9. Analyse chromatique : Il n’y a pas ici de symbolisme dû aux couleurs.

Cependant, on peut voir comment le fond noir est un repoussoir pour exalter la blancheur de la peau de la femme — effet de contraste typiquement maniériste.

10. Synthèse :

Chaque femme peut rappeler l’autre car elles ont de nombreux traits communs : beauté physique (et usage des bains !), naissance aristocratique, vie sentimentale agitée (et ascendant sur un souverain puissant), caractère marqué par l’ambition et le goût du pouvoir, destin exceptionnel etc.

L’Histoire romaine devait être bien connue des Français cultivés à la Renaissance, puisque la seule mention sur ce tableau de 1570 du nom de Sabina Poppaea était une dénonciation des mœurs adultères et des machinations politiques de Diane de Poitiers, même quelques années après la mort de celle-ci (en 1566).

Entre le peintre anonyme et les spectateurs du tableau, une complicité existait ; elle semble perdue de nos jours, sur ce tableau du moins.

Mais ce genre de complicité existe toujours dans les dessins ou caricatures journalistiques qui prêtent à une personnalité contemporaine les traits d’une autre du passé, afin de la ridiculiser ou de la dénoncer.
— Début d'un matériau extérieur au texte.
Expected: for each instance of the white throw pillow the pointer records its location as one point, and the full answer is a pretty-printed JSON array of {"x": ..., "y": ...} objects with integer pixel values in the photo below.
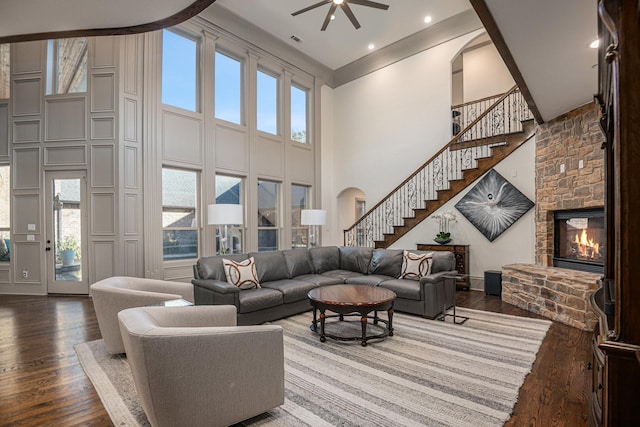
[
  {"x": 241, "y": 274},
  {"x": 416, "y": 266}
]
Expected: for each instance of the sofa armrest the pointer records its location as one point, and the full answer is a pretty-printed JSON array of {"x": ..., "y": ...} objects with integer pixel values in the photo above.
[
  {"x": 215, "y": 292},
  {"x": 217, "y": 286},
  {"x": 436, "y": 277}
]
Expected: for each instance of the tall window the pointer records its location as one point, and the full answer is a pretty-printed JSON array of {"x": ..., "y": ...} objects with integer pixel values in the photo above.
[
  {"x": 67, "y": 66},
  {"x": 299, "y": 201},
  {"x": 268, "y": 215},
  {"x": 230, "y": 190},
  {"x": 179, "y": 71},
  {"x": 267, "y": 103},
  {"x": 5, "y": 214},
  {"x": 5, "y": 91},
  {"x": 228, "y": 88},
  {"x": 179, "y": 214},
  {"x": 298, "y": 114}
]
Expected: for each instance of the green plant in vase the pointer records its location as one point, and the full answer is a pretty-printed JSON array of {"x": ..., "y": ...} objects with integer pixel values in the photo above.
[
  {"x": 67, "y": 250},
  {"x": 444, "y": 219}
]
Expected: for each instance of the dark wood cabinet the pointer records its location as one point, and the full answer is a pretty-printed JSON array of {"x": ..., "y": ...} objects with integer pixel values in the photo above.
[
  {"x": 461, "y": 252},
  {"x": 616, "y": 349}
]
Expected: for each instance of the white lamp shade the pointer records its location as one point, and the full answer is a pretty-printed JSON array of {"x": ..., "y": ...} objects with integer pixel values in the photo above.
[
  {"x": 225, "y": 214},
  {"x": 313, "y": 217}
]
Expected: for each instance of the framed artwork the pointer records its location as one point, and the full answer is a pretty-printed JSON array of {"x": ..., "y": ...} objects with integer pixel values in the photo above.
[{"x": 493, "y": 205}]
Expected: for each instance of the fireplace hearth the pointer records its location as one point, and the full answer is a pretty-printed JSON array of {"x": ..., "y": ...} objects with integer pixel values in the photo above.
[{"x": 579, "y": 239}]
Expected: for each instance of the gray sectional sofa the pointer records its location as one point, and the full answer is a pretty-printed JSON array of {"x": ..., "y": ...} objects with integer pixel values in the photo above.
[{"x": 287, "y": 276}]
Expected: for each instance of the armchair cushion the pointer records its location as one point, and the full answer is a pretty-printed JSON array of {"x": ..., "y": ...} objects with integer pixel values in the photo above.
[{"x": 184, "y": 363}]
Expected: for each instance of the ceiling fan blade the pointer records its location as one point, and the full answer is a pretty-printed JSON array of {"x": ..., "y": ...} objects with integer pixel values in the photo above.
[
  {"x": 313, "y": 6},
  {"x": 332, "y": 10},
  {"x": 347, "y": 11},
  {"x": 370, "y": 4}
]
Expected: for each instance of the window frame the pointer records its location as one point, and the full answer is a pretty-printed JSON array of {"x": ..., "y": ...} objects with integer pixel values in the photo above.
[
  {"x": 307, "y": 110},
  {"x": 300, "y": 227},
  {"x": 278, "y": 214},
  {"x": 198, "y": 68},
  {"x": 51, "y": 80},
  {"x": 233, "y": 228},
  {"x": 243, "y": 63},
  {"x": 278, "y": 78},
  {"x": 7, "y": 205},
  {"x": 196, "y": 213}
]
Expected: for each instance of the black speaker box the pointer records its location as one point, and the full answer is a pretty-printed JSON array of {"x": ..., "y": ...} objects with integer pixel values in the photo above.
[{"x": 493, "y": 282}]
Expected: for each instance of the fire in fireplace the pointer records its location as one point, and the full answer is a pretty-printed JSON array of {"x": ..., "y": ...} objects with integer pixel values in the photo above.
[{"x": 580, "y": 239}]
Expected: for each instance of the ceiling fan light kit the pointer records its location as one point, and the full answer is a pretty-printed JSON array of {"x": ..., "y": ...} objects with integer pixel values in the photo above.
[{"x": 344, "y": 5}]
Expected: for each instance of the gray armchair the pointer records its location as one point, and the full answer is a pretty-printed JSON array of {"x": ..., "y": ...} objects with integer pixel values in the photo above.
[
  {"x": 114, "y": 294},
  {"x": 192, "y": 366}
]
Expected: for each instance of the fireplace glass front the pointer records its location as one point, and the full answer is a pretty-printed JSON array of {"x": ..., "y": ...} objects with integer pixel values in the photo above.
[{"x": 580, "y": 240}]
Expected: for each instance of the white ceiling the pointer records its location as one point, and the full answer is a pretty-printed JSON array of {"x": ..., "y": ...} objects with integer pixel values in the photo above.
[
  {"x": 341, "y": 43},
  {"x": 549, "y": 40}
]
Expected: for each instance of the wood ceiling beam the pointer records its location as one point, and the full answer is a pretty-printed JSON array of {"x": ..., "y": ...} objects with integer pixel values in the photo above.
[
  {"x": 190, "y": 11},
  {"x": 481, "y": 8}
]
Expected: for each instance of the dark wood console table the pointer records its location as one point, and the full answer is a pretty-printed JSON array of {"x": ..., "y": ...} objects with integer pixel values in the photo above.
[{"x": 461, "y": 252}]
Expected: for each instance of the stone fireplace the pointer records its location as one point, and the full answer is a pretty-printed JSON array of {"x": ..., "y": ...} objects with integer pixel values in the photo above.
[
  {"x": 569, "y": 176},
  {"x": 579, "y": 239}
]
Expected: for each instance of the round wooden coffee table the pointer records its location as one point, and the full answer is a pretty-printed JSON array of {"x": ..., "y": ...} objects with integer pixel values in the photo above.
[{"x": 351, "y": 300}]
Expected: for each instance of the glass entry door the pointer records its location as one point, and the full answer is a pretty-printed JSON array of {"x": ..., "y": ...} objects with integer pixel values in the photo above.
[{"x": 66, "y": 233}]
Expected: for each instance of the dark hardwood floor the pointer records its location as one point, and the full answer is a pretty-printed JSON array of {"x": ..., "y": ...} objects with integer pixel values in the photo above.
[{"x": 42, "y": 383}]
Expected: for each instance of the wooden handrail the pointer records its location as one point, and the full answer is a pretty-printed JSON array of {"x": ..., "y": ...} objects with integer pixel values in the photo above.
[
  {"x": 425, "y": 164},
  {"x": 488, "y": 98}
]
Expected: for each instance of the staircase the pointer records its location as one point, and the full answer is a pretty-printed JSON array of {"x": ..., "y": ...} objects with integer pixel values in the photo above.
[{"x": 494, "y": 134}]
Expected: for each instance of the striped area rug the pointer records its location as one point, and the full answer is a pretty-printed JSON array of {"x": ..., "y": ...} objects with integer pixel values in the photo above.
[{"x": 429, "y": 373}]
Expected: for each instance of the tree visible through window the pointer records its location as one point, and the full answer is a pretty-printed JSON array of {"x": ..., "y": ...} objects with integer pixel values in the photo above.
[
  {"x": 179, "y": 71},
  {"x": 5, "y": 91},
  {"x": 179, "y": 214},
  {"x": 67, "y": 66},
  {"x": 5, "y": 214}
]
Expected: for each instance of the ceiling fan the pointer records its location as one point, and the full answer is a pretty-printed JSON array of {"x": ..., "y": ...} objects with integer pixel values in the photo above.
[{"x": 344, "y": 5}]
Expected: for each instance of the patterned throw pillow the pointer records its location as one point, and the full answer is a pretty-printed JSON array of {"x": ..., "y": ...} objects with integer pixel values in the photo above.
[
  {"x": 415, "y": 266},
  {"x": 241, "y": 274}
]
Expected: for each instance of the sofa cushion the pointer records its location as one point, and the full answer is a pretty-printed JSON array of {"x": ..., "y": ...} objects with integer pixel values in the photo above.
[
  {"x": 320, "y": 279},
  {"x": 370, "y": 280},
  {"x": 406, "y": 289},
  {"x": 342, "y": 274},
  {"x": 442, "y": 261},
  {"x": 212, "y": 268},
  {"x": 258, "y": 299},
  {"x": 325, "y": 258},
  {"x": 387, "y": 262},
  {"x": 270, "y": 266},
  {"x": 292, "y": 290},
  {"x": 355, "y": 258},
  {"x": 298, "y": 262},
  {"x": 415, "y": 266},
  {"x": 241, "y": 274}
]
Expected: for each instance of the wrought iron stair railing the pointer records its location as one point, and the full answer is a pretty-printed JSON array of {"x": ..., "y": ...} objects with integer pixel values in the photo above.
[{"x": 409, "y": 203}]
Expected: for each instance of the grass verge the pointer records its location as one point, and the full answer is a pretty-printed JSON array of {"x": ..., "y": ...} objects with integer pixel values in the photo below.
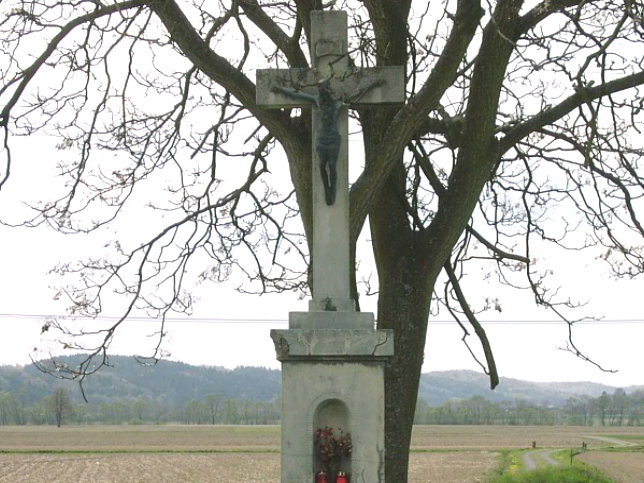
[{"x": 510, "y": 471}]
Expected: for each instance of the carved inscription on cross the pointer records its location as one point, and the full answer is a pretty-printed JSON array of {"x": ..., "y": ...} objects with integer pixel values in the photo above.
[{"x": 330, "y": 88}]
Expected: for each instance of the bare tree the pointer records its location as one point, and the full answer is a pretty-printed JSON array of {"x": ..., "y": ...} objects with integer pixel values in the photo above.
[
  {"x": 59, "y": 404},
  {"x": 513, "y": 109}
]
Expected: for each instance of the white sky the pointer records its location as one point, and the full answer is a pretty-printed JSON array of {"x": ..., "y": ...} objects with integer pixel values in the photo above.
[{"x": 233, "y": 329}]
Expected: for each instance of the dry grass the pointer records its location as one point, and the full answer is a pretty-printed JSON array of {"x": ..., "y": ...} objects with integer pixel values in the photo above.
[
  {"x": 140, "y": 468},
  {"x": 627, "y": 467},
  {"x": 513, "y": 437}
]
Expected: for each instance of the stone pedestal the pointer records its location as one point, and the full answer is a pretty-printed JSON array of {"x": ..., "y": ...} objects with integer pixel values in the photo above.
[{"x": 332, "y": 376}]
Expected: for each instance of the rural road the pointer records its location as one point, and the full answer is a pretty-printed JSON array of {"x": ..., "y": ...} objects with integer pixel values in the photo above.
[{"x": 530, "y": 458}]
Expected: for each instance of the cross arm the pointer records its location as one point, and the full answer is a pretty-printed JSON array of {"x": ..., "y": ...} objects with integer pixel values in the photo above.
[{"x": 278, "y": 88}]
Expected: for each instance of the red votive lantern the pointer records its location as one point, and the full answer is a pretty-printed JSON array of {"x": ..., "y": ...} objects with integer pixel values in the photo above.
[
  {"x": 341, "y": 478},
  {"x": 321, "y": 477}
]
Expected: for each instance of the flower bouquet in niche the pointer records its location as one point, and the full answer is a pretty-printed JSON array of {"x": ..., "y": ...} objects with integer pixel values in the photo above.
[{"x": 332, "y": 449}]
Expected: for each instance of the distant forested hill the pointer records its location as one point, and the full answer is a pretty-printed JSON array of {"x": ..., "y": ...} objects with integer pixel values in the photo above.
[
  {"x": 438, "y": 387},
  {"x": 166, "y": 382},
  {"x": 175, "y": 383}
]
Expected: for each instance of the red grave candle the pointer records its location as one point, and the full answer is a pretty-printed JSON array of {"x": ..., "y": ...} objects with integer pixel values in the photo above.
[
  {"x": 341, "y": 478},
  {"x": 321, "y": 477}
]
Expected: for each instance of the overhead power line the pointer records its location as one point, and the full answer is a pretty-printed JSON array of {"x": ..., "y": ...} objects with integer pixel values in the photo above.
[{"x": 281, "y": 321}]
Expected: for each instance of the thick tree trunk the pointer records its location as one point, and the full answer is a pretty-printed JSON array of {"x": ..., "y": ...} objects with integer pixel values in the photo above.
[
  {"x": 406, "y": 275},
  {"x": 403, "y": 307}
]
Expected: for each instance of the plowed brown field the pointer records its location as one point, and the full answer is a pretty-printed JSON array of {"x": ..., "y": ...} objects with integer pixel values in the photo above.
[{"x": 247, "y": 454}]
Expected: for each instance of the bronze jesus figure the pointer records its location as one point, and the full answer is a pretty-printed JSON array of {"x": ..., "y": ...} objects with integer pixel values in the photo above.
[{"x": 327, "y": 137}]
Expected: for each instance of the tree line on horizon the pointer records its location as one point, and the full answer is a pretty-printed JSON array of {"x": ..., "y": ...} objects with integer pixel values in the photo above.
[{"x": 617, "y": 409}]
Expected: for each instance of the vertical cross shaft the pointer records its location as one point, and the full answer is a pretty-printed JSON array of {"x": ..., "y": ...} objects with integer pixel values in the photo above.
[{"x": 330, "y": 257}]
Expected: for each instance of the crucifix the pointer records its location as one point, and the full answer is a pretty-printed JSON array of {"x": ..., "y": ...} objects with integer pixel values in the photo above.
[{"x": 330, "y": 88}]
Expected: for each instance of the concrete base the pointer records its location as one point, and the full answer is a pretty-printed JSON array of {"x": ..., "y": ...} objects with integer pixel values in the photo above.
[
  {"x": 333, "y": 376},
  {"x": 345, "y": 396}
]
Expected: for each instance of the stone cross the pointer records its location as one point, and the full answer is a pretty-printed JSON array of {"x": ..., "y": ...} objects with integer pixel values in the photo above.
[{"x": 332, "y": 69}]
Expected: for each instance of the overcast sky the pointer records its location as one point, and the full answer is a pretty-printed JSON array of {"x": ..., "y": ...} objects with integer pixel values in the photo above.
[{"x": 231, "y": 329}]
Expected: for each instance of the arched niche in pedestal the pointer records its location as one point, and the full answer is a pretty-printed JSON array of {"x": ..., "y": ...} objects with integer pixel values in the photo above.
[{"x": 333, "y": 414}]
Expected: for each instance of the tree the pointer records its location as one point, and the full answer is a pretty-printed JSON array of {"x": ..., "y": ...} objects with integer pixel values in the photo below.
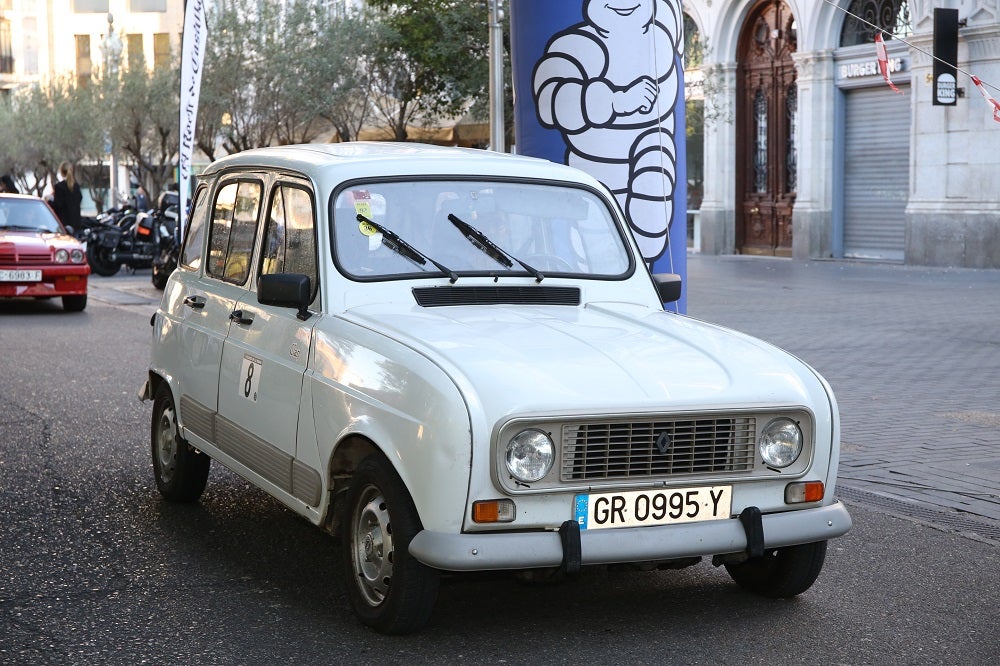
[
  {"x": 43, "y": 125},
  {"x": 145, "y": 128},
  {"x": 433, "y": 61}
]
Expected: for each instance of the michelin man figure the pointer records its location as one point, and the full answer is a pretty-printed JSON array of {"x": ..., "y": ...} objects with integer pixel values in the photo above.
[{"x": 609, "y": 85}]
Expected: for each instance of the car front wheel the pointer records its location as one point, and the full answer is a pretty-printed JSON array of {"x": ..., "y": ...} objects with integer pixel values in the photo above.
[
  {"x": 181, "y": 471},
  {"x": 390, "y": 590},
  {"x": 782, "y": 572}
]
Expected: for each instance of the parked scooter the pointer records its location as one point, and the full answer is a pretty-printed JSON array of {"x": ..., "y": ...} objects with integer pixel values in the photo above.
[
  {"x": 165, "y": 261},
  {"x": 130, "y": 238}
]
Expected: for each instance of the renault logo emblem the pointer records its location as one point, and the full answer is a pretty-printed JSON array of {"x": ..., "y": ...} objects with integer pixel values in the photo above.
[{"x": 664, "y": 443}]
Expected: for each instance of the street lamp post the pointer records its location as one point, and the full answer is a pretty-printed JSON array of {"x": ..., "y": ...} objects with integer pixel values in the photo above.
[
  {"x": 112, "y": 51},
  {"x": 496, "y": 77}
]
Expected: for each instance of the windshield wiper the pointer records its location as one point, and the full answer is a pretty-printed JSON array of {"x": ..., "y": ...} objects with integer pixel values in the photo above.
[
  {"x": 404, "y": 249},
  {"x": 483, "y": 243}
]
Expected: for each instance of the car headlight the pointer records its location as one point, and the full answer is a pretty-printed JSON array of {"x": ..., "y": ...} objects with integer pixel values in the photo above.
[
  {"x": 530, "y": 454},
  {"x": 780, "y": 442}
]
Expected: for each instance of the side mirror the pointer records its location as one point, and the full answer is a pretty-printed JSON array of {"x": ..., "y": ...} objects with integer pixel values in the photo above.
[
  {"x": 668, "y": 286},
  {"x": 286, "y": 290}
]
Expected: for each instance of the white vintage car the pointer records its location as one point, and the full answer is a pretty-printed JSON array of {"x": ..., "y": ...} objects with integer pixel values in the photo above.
[{"x": 456, "y": 361}]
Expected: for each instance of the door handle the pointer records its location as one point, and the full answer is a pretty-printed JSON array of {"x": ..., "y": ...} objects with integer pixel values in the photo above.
[{"x": 237, "y": 316}]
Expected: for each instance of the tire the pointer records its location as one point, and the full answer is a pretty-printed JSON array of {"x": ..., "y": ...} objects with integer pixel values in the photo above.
[
  {"x": 74, "y": 303},
  {"x": 390, "y": 590},
  {"x": 181, "y": 471},
  {"x": 100, "y": 261},
  {"x": 781, "y": 573}
]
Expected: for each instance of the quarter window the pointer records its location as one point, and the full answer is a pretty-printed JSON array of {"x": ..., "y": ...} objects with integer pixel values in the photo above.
[
  {"x": 289, "y": 236},
  {"x": 234, "y": 229},
  {"x": 195, "y": 237}
]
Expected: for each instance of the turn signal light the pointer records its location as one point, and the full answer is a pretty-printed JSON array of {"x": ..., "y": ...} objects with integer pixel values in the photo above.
[
  {"x": 806, "y": 491},
  {"x": 494, "y": 511}
]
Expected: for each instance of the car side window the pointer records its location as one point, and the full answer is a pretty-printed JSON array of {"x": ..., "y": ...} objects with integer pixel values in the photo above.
[
  {"x": 194, "y": 239},
  {"x": 234, "y": 229},
  {"x": 289, "y": 235}
]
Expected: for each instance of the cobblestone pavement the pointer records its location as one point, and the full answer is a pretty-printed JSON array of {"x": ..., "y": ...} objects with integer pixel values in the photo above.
[{"x": 913, "y": 355}]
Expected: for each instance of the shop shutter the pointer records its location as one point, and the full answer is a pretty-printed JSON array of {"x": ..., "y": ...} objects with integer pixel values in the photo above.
[{"x": 876, "y": 172}]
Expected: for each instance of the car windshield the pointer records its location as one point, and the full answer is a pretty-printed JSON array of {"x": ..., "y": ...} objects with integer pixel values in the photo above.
[
  {"x": 467, "y": 227},
  {"x": 27, "y": 215}
]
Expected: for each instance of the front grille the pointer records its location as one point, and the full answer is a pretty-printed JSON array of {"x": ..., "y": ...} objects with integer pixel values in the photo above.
[
  {"x": 25, "y": 258},
  {"x": 663, "y": 448}
]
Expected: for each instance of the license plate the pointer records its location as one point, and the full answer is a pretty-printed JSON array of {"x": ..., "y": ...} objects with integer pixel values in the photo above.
[
  {"x": 21, "y": 276},
  {"x": 653, "y": 507}
]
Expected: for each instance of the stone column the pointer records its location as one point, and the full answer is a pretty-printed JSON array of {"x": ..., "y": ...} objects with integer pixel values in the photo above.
[
  {"x": 718, "y": 218},
  {"x": 812, "y": 217}
]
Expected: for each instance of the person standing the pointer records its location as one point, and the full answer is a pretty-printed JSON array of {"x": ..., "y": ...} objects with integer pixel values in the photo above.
[{"x": 66, "y": 197}]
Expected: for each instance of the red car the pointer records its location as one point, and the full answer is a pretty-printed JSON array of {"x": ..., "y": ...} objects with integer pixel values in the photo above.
[{"x": 38, "y": 258}]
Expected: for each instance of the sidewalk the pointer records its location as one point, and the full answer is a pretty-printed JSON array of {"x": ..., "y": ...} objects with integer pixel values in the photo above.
[{"x": 913, "y": 355}]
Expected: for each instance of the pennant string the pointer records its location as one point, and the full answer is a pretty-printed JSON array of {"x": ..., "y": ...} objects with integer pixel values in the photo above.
[{"x": 912, "y": 46}]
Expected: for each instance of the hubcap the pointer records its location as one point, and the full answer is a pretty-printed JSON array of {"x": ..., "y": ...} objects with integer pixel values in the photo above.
[
  {"x": 372, "y": 546},
  {"x": 166, "y": 444}
]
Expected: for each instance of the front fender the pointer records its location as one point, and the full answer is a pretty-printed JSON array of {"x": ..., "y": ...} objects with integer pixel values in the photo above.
[{"x": 368, "y": 385}]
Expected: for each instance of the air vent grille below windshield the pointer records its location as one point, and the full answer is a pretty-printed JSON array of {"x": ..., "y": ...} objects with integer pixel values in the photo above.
[{"x": 430, "y": 297}]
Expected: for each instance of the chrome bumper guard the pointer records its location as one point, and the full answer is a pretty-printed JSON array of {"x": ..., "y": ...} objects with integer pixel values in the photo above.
[{"x": 485, "y": 551}]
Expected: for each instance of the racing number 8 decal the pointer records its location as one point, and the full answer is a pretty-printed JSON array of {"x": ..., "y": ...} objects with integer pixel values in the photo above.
[{"x": 249, "y": 379}]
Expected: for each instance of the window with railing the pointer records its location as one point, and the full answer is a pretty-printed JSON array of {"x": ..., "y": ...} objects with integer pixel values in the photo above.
[
  {"x": 892, "y": 17},
  {"x": 134, "y": 51},
  {"x": 161, "y": 50},
  {"x": 91, "y": 6},
  {"x": 147, "y": 5},
  {"x": 6, "y": 50}
]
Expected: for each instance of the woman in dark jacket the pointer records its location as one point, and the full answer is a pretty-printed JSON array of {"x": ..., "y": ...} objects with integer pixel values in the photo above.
[{"x": 66, "y": 197}]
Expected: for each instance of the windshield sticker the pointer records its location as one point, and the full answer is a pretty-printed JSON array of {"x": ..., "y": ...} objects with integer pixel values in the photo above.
[{"x": 363, "y": 206}]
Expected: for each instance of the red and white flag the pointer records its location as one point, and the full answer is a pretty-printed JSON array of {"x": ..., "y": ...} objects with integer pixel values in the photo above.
[
  {"x": 986, "y": 95},
  {"x": 883, "y": 61}
]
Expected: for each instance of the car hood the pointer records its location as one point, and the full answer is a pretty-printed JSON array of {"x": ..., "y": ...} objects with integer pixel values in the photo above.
[
  {"x": 596, "y": 358},
  {"x": 33, "y": 241}
]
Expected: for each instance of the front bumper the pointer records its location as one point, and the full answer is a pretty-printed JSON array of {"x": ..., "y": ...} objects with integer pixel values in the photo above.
[
  {"x": 527, "y": 550},
  {"x": 57, "y": 280}
]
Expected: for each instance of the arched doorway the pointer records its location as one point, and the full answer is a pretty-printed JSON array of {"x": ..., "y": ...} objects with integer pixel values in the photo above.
[{"x": 766, "y": 105}]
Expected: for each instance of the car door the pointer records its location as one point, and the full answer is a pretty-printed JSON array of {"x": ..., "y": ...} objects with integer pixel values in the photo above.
[
  {"x": 265, "y": 356},
  {"x": 213, "y": 277}
]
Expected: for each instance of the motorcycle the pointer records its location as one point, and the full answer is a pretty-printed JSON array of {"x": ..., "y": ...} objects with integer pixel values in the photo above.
[
  {"x": 130, "y": 238},
  {"x": 170, "y": 248}
]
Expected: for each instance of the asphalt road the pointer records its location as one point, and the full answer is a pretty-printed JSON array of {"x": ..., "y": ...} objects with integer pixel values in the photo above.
[{"x": 95, "y": 568}]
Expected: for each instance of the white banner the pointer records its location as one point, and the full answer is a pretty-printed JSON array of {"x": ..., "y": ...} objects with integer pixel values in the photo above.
[{"x": 192, "y": 57}]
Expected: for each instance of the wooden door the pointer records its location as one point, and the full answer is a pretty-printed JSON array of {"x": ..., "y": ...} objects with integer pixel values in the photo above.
[{"x": 767, "y": 103}]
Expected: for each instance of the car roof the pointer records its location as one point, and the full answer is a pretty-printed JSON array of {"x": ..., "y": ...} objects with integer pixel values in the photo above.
[{"x": 335, "y": 162}]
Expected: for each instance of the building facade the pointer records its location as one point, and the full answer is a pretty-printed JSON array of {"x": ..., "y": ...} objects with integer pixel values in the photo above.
[
  {"x": 41, "y": 40},
  {"x": 808, "y": 152}
]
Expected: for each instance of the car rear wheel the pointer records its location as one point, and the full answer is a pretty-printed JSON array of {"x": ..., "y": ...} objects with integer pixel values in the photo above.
[
  {"x": 782, "y": 572},
  {"x": 74, "y": 303},
  {"x": 389, "y": 589},
  {"x": 181, "y": 471}
]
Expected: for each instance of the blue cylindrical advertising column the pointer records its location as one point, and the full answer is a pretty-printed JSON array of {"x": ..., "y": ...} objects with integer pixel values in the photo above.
[{"x": 599, "y": 85}]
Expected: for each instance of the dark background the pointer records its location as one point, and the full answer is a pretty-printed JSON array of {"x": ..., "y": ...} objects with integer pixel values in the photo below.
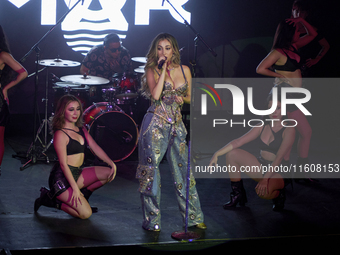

Pour que la satire soit efficace, il faut qu’il y ait partage des mêmes références, et donc connivence, entre l’artiste et le public.

Par ailleurs, au cinéma, la liaison entre Néron et Poppée a été traitée, selon Claude Aziza, avec un humour “hénaurme” par Mel Brooks, en 1981, dans le film La Folle Histoire du monde.